2024 : 12 : 27
Mohsen Rahmani

Mohsen Rahmani

Academic rank: Associate Professor
ORCID: https://orcid.org/0000-0001-6890-192X
Education: PhD.
ScopusId: 37061814300
HIndex:
Faculty: Engineering
Address: Arak University
Phone:

Research

Title
A Weak-Region Enhanced Bayesian Classification for Spam Content-Based Filtering
Type
JournalPaper
Keywords
Bayesian, feature selection, spam detection, text classification
Year
2023
Journal ACM Transactions on Asian and Low-Resource Language Information Processing
DOI
Researchers Vahid Nosrati ، Mohsen Rahmani

Abstract

This article proposes an improved Bayesian scheme by focusing on the region in which Bayesian may fail to correctly identify labels and improve classification performance by handling those errors.
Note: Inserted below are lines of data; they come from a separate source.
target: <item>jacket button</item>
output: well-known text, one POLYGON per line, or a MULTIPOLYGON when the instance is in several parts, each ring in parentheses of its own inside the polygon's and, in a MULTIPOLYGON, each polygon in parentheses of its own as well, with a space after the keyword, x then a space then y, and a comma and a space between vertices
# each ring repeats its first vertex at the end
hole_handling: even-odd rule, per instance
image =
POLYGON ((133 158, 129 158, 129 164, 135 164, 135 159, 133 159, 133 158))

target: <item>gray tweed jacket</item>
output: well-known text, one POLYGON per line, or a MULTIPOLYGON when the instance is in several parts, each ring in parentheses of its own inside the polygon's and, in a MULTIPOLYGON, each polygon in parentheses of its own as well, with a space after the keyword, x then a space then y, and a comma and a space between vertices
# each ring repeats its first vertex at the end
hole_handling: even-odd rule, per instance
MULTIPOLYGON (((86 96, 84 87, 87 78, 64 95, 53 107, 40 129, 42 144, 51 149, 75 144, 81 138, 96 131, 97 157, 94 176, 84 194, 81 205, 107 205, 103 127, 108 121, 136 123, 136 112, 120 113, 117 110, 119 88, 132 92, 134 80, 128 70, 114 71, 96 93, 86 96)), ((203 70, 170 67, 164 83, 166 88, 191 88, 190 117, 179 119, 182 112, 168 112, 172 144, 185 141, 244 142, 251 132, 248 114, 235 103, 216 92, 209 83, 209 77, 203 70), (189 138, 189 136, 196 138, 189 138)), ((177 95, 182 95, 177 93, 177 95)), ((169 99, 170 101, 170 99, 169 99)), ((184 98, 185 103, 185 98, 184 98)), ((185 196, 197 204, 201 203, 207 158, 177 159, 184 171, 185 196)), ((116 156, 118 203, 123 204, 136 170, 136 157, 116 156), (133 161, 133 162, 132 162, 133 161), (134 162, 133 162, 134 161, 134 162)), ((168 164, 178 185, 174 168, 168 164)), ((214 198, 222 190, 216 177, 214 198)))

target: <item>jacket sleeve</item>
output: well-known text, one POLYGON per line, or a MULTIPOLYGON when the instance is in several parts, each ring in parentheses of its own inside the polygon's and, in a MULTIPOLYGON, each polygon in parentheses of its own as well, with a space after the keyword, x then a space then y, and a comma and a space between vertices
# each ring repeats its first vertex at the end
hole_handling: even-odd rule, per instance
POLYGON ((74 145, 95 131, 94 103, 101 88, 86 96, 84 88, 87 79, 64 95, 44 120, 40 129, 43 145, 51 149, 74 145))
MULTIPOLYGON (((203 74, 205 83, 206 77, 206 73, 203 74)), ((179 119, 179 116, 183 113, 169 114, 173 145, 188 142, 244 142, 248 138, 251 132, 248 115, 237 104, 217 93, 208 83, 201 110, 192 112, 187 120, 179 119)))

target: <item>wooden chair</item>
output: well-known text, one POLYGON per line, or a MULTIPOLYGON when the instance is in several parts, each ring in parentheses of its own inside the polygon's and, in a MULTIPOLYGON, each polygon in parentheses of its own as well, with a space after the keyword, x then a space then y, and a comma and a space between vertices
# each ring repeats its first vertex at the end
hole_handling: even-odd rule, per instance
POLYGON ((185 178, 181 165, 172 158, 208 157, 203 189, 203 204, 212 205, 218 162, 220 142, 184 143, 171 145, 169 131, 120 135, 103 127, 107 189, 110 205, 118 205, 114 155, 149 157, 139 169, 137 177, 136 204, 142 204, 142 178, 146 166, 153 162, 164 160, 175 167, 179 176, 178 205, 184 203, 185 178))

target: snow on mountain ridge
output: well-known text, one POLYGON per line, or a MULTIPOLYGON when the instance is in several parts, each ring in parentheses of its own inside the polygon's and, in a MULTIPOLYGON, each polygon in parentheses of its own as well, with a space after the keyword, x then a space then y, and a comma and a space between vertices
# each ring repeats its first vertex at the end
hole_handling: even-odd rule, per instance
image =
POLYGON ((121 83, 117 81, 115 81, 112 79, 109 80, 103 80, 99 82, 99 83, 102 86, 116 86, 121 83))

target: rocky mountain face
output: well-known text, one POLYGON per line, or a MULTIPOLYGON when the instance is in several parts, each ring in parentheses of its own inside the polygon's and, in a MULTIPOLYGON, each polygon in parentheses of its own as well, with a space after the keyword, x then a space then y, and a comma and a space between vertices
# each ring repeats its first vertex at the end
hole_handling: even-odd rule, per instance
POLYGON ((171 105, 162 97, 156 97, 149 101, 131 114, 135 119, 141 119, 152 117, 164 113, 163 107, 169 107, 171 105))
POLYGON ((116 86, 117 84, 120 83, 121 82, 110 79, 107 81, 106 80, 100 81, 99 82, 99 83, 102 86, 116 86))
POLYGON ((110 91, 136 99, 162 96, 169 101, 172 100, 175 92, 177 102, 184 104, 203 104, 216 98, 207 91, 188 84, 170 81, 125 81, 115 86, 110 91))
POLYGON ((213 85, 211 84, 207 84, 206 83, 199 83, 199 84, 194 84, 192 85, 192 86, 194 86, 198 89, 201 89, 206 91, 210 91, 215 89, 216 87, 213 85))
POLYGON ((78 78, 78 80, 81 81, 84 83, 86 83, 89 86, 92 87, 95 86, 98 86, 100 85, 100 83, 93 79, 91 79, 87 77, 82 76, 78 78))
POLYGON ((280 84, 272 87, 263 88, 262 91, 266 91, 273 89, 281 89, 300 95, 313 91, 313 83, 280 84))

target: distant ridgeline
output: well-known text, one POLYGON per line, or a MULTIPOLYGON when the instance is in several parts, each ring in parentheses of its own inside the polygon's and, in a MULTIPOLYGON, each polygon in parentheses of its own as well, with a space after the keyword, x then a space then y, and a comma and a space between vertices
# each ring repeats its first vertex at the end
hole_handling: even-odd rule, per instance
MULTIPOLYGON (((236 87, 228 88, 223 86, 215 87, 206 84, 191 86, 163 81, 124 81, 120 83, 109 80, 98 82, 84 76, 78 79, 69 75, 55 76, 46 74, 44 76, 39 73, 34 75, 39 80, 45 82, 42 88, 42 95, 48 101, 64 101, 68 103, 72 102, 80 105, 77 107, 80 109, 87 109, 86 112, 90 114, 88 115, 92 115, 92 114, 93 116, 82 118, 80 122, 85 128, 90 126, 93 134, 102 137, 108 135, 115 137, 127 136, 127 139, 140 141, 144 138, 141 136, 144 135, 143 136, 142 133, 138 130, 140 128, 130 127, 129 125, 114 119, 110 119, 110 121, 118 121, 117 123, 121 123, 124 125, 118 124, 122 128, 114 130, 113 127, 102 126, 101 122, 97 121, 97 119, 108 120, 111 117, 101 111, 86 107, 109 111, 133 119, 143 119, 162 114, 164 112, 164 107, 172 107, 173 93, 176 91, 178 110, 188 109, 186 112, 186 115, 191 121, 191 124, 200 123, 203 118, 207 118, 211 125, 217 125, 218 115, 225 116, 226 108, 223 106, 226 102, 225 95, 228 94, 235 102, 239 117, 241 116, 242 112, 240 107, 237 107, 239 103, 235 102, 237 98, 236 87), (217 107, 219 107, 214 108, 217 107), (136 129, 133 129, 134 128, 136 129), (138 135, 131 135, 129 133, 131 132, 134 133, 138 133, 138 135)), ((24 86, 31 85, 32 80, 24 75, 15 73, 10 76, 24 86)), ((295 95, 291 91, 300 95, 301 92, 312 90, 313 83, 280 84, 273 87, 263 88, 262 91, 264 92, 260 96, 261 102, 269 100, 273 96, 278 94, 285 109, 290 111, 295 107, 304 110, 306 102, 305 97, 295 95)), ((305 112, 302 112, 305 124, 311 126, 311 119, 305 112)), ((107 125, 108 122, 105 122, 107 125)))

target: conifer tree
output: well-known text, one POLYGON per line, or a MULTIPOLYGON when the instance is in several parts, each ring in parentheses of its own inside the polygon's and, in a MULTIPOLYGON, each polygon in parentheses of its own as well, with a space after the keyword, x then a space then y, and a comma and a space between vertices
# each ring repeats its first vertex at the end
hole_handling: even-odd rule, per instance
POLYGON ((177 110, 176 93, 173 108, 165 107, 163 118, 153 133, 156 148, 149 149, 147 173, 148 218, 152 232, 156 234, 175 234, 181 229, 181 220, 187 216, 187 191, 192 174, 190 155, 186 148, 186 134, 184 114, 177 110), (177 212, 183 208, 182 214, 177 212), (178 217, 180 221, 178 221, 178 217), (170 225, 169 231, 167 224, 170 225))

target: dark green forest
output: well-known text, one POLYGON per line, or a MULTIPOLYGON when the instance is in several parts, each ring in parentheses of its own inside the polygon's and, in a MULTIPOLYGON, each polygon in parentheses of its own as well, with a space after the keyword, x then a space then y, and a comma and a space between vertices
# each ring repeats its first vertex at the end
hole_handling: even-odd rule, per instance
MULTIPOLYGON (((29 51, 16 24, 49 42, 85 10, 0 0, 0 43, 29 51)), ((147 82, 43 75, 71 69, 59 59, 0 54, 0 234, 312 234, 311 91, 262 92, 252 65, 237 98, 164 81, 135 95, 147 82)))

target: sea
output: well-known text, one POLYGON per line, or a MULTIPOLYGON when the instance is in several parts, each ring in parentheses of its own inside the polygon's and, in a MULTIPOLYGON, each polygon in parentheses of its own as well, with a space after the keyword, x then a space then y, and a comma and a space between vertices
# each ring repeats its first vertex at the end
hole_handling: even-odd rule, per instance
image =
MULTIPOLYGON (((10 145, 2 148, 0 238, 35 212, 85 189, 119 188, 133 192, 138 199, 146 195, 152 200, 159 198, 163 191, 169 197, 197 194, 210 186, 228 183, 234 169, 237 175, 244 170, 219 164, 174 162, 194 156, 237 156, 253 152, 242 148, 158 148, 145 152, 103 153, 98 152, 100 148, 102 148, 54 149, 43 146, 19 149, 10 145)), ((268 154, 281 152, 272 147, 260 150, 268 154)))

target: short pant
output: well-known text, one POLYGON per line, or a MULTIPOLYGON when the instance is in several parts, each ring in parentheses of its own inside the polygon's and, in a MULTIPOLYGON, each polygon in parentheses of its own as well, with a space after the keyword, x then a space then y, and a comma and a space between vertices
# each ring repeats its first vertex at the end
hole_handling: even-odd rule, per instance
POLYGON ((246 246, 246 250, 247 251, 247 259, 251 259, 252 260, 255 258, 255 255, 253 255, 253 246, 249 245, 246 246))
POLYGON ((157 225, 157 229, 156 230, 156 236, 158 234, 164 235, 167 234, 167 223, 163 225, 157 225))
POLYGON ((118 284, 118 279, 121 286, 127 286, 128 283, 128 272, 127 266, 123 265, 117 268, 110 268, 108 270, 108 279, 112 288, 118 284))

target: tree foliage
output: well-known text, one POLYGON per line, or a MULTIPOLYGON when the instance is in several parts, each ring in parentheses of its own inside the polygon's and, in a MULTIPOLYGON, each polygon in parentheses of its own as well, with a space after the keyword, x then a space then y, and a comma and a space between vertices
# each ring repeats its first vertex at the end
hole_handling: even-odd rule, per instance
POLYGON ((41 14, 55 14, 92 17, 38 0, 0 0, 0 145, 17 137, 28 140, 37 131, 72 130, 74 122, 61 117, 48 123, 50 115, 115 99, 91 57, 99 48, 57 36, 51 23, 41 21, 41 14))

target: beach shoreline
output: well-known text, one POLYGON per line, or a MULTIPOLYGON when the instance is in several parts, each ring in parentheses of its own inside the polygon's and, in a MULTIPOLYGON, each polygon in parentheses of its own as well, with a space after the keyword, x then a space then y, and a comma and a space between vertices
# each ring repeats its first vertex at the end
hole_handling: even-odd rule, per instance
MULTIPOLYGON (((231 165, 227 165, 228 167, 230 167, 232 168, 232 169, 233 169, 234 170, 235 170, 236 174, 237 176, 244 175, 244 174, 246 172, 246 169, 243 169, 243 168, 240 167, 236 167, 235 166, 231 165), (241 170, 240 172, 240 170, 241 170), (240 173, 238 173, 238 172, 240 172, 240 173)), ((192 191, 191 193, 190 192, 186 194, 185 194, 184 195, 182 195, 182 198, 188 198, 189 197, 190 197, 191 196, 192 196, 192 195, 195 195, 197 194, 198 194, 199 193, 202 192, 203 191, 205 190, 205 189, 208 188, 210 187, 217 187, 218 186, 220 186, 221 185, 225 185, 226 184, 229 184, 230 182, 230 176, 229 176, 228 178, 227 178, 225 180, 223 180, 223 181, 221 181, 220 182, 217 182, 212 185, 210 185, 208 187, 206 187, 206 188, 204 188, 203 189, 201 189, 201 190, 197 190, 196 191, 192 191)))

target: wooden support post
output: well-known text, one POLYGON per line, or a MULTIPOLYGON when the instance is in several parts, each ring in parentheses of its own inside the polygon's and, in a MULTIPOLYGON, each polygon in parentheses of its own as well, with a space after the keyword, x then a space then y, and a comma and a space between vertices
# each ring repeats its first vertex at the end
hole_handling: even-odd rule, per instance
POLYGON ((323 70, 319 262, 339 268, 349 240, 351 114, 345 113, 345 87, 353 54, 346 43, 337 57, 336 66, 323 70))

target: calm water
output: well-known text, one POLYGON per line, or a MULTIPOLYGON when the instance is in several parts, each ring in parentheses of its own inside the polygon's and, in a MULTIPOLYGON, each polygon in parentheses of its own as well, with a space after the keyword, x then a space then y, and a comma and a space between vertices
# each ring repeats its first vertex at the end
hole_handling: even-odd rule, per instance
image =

Bayesian method, as a probabilistic classifier, uses Bayes’ theorem to calculate the probability of an instance belonging to a class, where the class label with a maximum probability is assigned to the instance. In a spam detection problem, it can be considered that the prediction of the Bayesian classifier is weak when the probability obtained for classes spam and non-spam are close to each other. Therefore, we define a threshold to determine weak prediction against strong prediction. A hybrid strategy using a two-layer Bayesian approach is presented: basic Bayesian (BBayes) and corrected weak region Bayesian (CWRBayes), which are concerned with strong and weak predictions, respectively. Both techniques, BBayes and CWRBayes, have the same classification mechanism, but they use different feature selection mechanisms. The proposed methods are implemented and evaluated over two datasets of spam e-mails, and the results show that the proposed method has better performance than the baseline of the naïve Bayesian and some other Bayesian variants.